Published 21 August 2006

The Vanishing Act of Esme Lennox Maggie O'Farrell Headline Review, 245pp, £14.99 ISBN 0755308433

In Maggie O'Farrell's novels, the spaces that exist between people are almost as important as the characters themselves. Complex relationships and the long shadows they cast are the bedrock of her mysterious, multi-layered tales. Since her award-winning debut, After You'd Gone (2000), she has become adept at weaving labyrinthine plots into which she carefully drip-feeds clues and half-truths. It isn't always necessary to read between the lines, but it helps.

O'Farrell's last novel, The Distance Between Us (2004), was in many ways a precursor to The Vanishing Act of Esme Lennox. Both books examine questions of identity and alienation, filtered through dysfunctional families, sibling rivalry and characters' linked pasts. Tragedy, always on standby in The Distance Between Us, plays a central role in her new novel, sweeping us backwards and forwards in time between the 1930s and the present day.
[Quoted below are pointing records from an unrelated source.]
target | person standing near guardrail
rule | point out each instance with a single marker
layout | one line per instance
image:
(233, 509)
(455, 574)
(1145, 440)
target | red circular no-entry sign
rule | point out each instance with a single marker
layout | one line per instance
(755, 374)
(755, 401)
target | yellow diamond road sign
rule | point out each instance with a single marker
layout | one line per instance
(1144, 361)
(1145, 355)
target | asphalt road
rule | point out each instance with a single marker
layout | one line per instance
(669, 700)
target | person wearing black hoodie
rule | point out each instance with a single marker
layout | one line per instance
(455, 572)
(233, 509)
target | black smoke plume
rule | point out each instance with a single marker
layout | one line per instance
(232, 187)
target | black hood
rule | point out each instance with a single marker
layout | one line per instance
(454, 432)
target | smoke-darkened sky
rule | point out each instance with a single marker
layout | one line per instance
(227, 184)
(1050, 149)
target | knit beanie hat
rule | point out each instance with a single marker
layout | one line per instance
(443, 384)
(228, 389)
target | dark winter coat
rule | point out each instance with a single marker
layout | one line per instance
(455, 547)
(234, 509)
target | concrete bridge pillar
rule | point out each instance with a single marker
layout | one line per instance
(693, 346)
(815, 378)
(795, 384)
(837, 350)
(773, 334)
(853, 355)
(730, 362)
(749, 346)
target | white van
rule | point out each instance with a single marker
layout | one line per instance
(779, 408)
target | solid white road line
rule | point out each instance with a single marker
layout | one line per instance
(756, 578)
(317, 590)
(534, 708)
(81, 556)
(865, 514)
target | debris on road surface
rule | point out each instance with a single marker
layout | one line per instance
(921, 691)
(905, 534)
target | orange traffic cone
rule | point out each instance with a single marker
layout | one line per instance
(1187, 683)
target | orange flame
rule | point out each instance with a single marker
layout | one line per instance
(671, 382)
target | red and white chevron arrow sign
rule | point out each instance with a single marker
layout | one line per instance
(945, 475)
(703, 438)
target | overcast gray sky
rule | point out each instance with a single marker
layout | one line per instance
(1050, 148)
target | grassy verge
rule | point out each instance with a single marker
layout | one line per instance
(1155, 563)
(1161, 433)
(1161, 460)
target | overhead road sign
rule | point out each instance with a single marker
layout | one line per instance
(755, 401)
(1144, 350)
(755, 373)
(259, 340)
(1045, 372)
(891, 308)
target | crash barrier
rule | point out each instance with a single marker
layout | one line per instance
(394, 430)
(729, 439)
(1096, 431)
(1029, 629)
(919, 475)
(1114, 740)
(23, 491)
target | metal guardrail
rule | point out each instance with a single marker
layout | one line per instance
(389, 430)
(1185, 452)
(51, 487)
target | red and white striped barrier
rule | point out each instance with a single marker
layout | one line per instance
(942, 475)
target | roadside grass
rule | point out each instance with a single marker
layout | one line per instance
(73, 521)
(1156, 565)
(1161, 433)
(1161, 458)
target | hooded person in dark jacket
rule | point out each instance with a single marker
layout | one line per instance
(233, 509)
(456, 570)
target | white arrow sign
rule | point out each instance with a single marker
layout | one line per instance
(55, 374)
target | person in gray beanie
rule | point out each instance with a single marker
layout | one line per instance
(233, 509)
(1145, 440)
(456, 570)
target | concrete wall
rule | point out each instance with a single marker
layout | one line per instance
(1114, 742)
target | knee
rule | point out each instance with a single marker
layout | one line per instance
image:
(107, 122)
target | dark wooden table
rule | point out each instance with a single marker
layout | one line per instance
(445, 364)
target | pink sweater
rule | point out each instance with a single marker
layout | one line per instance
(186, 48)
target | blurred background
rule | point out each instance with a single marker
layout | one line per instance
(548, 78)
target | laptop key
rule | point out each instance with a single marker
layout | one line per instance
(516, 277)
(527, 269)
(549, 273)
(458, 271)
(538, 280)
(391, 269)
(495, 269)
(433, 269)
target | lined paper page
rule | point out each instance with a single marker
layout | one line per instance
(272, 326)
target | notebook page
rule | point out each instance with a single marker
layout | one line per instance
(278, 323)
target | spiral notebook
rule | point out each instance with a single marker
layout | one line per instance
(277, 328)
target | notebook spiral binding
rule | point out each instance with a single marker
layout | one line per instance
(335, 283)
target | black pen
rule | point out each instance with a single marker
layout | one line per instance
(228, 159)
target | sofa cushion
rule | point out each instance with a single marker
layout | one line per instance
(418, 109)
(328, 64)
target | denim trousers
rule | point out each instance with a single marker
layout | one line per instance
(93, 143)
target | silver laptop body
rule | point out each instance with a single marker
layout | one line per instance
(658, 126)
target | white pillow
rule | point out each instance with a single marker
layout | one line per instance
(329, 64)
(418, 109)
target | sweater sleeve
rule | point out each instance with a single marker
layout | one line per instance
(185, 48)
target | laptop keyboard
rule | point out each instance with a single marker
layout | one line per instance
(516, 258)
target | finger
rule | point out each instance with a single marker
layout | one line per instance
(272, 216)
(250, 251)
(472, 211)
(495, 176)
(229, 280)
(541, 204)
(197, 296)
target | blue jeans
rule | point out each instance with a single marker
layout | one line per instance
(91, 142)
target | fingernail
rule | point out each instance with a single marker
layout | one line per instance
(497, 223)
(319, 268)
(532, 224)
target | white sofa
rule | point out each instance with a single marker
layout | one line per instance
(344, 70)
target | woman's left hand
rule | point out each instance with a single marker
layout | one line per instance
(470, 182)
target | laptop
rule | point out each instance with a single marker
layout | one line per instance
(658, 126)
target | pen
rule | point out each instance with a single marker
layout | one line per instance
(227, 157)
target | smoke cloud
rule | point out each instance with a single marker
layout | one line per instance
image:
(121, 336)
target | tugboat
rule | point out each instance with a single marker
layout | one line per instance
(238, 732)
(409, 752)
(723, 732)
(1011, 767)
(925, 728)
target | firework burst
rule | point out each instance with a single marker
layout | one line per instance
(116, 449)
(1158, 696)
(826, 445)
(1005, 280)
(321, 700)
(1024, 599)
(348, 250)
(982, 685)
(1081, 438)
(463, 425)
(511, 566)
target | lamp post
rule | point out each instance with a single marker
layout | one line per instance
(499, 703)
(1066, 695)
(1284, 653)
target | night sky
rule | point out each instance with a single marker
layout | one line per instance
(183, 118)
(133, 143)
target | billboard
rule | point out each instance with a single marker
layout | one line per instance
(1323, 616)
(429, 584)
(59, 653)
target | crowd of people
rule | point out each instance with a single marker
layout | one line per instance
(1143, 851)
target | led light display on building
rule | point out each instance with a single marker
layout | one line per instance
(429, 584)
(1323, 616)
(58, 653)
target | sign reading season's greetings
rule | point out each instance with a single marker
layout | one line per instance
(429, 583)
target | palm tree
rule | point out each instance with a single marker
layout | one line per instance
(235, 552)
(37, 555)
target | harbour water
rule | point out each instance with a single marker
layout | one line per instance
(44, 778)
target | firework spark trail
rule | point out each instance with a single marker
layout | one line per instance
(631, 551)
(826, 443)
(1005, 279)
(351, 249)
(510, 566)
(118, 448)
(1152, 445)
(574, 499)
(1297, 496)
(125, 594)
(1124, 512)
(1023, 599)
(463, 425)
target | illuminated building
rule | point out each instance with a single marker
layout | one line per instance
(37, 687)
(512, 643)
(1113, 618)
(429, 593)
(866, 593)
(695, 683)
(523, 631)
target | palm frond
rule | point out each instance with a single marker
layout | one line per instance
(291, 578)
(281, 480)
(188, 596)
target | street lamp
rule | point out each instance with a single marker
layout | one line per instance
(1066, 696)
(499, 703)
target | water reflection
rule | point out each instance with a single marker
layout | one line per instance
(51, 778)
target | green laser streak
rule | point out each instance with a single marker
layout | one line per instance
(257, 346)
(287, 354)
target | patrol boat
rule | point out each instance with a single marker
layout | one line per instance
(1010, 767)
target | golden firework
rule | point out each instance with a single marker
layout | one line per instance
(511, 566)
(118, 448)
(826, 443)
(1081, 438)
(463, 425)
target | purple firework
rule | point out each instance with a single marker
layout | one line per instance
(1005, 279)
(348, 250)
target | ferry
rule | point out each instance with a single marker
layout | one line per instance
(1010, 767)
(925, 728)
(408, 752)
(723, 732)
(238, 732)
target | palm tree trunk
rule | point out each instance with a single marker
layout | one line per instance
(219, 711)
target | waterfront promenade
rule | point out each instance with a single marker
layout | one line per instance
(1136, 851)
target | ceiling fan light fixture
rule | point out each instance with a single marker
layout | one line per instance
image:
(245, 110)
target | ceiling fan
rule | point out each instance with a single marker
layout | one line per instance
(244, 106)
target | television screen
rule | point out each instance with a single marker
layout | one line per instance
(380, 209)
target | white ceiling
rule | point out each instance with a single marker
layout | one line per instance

Esme Lennox's roots are in colonial India, where she and her sister, Kitty, who is six years older, were born. When their baby brother dies from typhoid fever, the family returns home to live with the children's paternal grandmother in Edinburgh, and it is there that Esme, who has always been a free spirit, rebels against the stifling conformity of their new lives. The family interprets her rebelliousness and volatility as mental instability, and her fierce intelligence as a threat. Kitty - attractive, disciplined and determined to marry well - is her mother's favourite, and although the sisters have always been inseparable, Kitty begins to sense that Esme possesses a natural enchantment for the opposite sex that she will never acquire. Yet Esme has no interest in sex or marriage, and when the spoilt charmer whom Kitty is determined to win takes more interest in Esme, it is Kitty's jealous betrayals which seal her sister's fate. Esme, already in disgrace with her family, is raped by the boy at a New Year's Eve party. Afraid to tell anyone, she spirals into a temporary breakdown, providing her parents with the perfect excuse to send her away. At the age of 16, Esme is incarcerated in the local asylum, and the family in effect airbrushes her out of its lives.

Sixty-one years later, Iris Lockhart, who owns a vintage clothing shop in Edinburgh's Old Town, receives a phone call from that same asylum (which is about to close down), informing her about the imminent release of a great-aunt she didn't know she had. Iris has secrets and problems of her own. She is having an affair with a married man, Luke, though she is closer to her stepbrother, Alex, than she would ever admit. Her father died when she was still a child, and Alex is the son of her mother's lover who replaced him. Kitty - who holds the key to Esme's disappearance - is Iris's grandmother, but is now in a nursing home suffering from Alzheimer's. At first resistant even to visiting Esme, Iris finds herself drawn to the vulnerability and resilience of the woman, and against her better judgement sets out to help her and to unravel the truth.

Esme is one of O'Farrell's most compelling creations. Born at the wrong time in the wrong place, she becomes both victim and scapegoat, and while we may need to suspend disbelief about her astuteness after 60 years of internment, O'Farrell convincingly portrays the torment and bewilderment of her inner world. The shocking secret at the heart of her story unfolds from three viewpoints - those of Esme, Iris and the first-person fragments of Kitty's memories from childhood, adolescence and her eventual loveless marriage. The memories assemble themselves into a confessional that gathers the missing strands of a lost life.

The haunting final pages are among the finest O'Farrell has ever written. This, the most satisfying and least mannered of her novels, marks a significant leap forward both in narrative precision and imaginative skill.